How to keep deer away when a garden fence isn't practical

Deer are hungry, hungry thugs that can destroy a garden overnight — a common seasonal conversation topic among gardeners on social media. Cases of deer mowing down veggie patches increase as the year progresses and as native forages dry up or have been eaten since spring rains.

The only proven, long-term deer exclusion device is the expensive and aesthetically unsatisfying double fence. University of Vermont discusses deer fencing strategies.

The key is a fence taller than eight feet or the addition of a second barrier fence, which is often just a strung wire, several feet outside the taller fence. Deer can jump far and high but not in the same jump, so the second fence (wire) can make a huge difference. However, fencing is often not an option for a variety of reasons — cost, rental properties, layout, existing fencing.

The following are options for combatting deer in the garden when fencing is not an option. Important: most of these tactics will only work for a short while before the deer catch on. It’s usually necessary to rotate tactics every few weeks.

Deer-resistant plants

Hard as it is to believe, deer don’t actually like all plants — some are reserved for eating when there is nothing else left that tastes better. Using deer-resistant plants makes your garden less attractive to deer feeding.

This tactic may be especially helpful when the less tasty plants are on the outside or perimeter of the yard, protecting the tasty buffet within. If possible, a hedge of unpalatable plants might serve the role of a fence. For a list of deer-resistant plants suitable for the Klamath Basin, see: Deer-resistant plants central Oregon.

Again, deer will eat anything if they are hungry enough. Feeding in gardens is most problematic during drought when there are fewer food choices in wild areas.

'Trap' crops

Not to be confused with baiting deer for hunting purposes, the thought behind this tactic is to provide a preferred food, such as clover, so deer will fill up on this instead of desired garden plants. This method is potentially useful for those with large tracts of land and space to separate deer-friendly plants from those reserved for humans.

Motion-activated sound and water

A variety of devices are available that make sounds or shoot jets of water when motion is detected. These can be pricey and like other tactics, deer tend to become less skittish around them over time. In recent years, longer-lasting solar batteries make these more useful. Best results are achieved when the devices are moved around in the garden to keep the surprise factor intact.

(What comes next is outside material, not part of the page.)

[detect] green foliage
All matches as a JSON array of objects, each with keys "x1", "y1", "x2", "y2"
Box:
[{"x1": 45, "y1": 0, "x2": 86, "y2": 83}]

Urine and blood repellents

Deer rely heavily on smell, and blood and coyote urine smell like danger. Some studies have shown very good success with these products — especially in dry climates, where rain won’t dilute the smell right away.

These products need to be applied regularly, per product directions, and have noticeable (to people) odor for a few days after application. Some products are applied right on plants, while others are used to create a “smell perimeter” around the garden. Be sure to read instructions carefully before application.

Movement and sound

All of these have some usefulness in keeping deer away, especially if the items are moved around regularly to keep things confusing for the deer.

  • Dogs.
  • Wind chimes.
  • Air dancers.
  • Wind socks.
  • Whirligigs.

Dogs that stay outside at night can also serve as a deterrent — though especially hungry or breeding deer may charge even a large dog. Some dog owners have been known to use the hair from brushing their favorite canine, putting hairballs in net bags hung from favorite susceptible plants to make the plants smell more dangerous.

Especially in drought years, hunger will bring more and more deer into our managed spaces as the season progresses. When adequate fencing is not an option, a rotation of tactics is often more successful than relying on any one method to deter deer.